Throughout all of Egypt’s revolution, there had been large numbers of people camped out in Tahrir Square, a location that has been known informally as “Liberation Square” since the Egyptian Revolution of 1919. Unfortunately, after Mubarak’s resignation, the army invaded the square and destroyed many of the encampments of the people protesting the general’s reluctance to allow change to take place. The surrounding areas, such as Libya and Syria, watched nervously as an apparently successful revolution stalled and appeared to retrogress.
Fortunately, over the past two days, elections have been held in Egypt. And not only were the elections apparently fraud-free, they were almost entirely peaceful. At the end of the election sessions, there were a group of ‘thugs’ who attacked the protesters still in Tahrir square and injured several people, but compared to the large scale violence and disruption previously seen by Egypt, I believe it is safe to say that the elections are a success. At this point, whatever the outcome of the elections is almost inconsequential to the simple novelty of an election in Egypt. Egypt has never seen anything like this before, and moving forward the populace will be dealing with things never before considered by their public policy makers.

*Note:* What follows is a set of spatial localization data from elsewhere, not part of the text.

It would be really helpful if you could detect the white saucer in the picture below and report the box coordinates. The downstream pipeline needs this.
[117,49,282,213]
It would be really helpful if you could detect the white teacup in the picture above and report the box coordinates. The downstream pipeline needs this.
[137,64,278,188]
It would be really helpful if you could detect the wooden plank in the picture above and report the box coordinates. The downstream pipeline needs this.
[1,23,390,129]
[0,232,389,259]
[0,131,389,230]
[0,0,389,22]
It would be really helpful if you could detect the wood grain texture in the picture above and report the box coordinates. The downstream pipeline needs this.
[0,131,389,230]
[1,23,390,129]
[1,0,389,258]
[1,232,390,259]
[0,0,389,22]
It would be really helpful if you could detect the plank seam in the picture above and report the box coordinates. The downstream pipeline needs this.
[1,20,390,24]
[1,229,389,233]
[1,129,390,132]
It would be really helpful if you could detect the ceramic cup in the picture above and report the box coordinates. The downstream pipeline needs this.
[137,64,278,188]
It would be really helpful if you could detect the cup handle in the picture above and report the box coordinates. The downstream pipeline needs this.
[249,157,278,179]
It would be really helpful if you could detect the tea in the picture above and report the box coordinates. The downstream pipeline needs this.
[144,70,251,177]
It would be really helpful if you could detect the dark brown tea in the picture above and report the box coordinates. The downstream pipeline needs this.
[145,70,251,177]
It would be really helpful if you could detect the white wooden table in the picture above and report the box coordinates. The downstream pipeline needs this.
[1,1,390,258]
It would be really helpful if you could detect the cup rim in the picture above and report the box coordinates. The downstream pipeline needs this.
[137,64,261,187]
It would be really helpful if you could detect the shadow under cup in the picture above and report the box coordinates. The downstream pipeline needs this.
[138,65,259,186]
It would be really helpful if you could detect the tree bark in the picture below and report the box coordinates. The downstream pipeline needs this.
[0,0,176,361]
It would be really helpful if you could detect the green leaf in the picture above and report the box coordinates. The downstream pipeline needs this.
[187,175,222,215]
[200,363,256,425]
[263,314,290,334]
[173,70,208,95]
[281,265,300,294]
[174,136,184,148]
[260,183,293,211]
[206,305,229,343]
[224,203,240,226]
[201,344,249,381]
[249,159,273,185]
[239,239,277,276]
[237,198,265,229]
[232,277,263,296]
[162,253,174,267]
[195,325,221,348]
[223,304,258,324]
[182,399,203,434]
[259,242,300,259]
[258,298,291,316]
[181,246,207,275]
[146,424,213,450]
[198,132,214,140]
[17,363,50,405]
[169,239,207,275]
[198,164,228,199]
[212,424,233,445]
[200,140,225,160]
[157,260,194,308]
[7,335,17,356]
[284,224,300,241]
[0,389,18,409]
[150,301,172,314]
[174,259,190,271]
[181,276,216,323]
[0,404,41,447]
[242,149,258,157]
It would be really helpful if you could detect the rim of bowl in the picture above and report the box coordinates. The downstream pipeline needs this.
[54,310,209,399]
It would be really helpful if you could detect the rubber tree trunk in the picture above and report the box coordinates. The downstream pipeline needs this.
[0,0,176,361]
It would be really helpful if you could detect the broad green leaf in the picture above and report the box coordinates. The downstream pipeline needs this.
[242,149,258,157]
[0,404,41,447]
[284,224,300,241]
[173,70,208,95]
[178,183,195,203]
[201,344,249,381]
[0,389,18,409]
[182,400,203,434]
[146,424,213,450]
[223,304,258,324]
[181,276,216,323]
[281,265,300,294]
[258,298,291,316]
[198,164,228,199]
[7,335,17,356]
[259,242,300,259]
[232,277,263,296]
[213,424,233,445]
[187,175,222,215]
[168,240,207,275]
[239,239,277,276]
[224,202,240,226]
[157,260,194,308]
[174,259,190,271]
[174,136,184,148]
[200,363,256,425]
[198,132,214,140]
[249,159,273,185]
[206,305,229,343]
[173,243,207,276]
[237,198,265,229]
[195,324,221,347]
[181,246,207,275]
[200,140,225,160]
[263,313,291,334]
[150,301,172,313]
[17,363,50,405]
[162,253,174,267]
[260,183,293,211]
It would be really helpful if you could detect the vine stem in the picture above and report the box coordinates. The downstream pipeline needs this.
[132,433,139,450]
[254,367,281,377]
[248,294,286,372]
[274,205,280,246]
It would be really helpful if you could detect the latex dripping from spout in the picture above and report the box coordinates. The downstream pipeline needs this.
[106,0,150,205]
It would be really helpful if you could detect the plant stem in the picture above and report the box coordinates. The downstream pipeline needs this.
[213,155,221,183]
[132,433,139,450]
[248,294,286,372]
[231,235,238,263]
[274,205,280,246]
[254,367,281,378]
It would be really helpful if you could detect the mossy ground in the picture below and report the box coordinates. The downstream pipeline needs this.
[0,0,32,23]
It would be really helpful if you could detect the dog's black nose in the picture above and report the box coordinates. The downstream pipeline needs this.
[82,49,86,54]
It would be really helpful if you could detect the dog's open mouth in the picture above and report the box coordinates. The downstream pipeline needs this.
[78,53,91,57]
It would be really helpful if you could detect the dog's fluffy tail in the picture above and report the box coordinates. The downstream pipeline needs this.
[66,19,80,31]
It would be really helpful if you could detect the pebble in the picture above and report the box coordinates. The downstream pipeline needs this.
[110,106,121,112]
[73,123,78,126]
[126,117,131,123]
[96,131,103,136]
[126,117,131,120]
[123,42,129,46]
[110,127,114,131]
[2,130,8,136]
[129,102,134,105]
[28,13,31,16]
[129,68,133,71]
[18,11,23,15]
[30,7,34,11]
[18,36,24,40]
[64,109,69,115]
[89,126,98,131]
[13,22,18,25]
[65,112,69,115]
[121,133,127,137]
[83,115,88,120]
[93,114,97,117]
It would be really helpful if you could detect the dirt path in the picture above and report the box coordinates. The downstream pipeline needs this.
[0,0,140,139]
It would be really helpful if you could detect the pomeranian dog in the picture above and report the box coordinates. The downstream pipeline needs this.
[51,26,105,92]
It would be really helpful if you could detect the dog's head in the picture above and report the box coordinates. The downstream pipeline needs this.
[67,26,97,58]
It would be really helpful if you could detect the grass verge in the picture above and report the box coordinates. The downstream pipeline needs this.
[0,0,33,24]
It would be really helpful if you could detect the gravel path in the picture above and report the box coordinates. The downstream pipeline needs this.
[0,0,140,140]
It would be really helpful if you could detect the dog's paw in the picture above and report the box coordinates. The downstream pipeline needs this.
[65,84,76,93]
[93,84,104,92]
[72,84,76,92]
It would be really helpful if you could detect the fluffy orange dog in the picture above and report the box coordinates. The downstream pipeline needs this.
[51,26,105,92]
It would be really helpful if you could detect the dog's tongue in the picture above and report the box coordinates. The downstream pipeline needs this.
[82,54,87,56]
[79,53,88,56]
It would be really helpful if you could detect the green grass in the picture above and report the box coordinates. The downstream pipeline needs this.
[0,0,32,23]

The only concern I have about the elections is what they have revealed about the mindset of the people. The Salafis, a group many western scholars consider to be a right-wing conservative fundamentalist Islamic group, are going to be a large part of the new government. On top of that concern, the Muslim Brotherhood, who is leading in the current polls, is pushing for a reinstatement of Shariah law, which would return Egypt’s courts to the traditional Islamic law system. I believe that the return to this system of law would be detrimental to the progress the Egyptian people have worked so valiantly for and also that many of the western countries will view this as a ‘failure’ of the revolution. However, if it is what the people want, and if we truly value the ideals of democracy, we must embrace whatever the people of Egypt decide, even if it’s a system of law that has seen only minor changes for the past 600 years.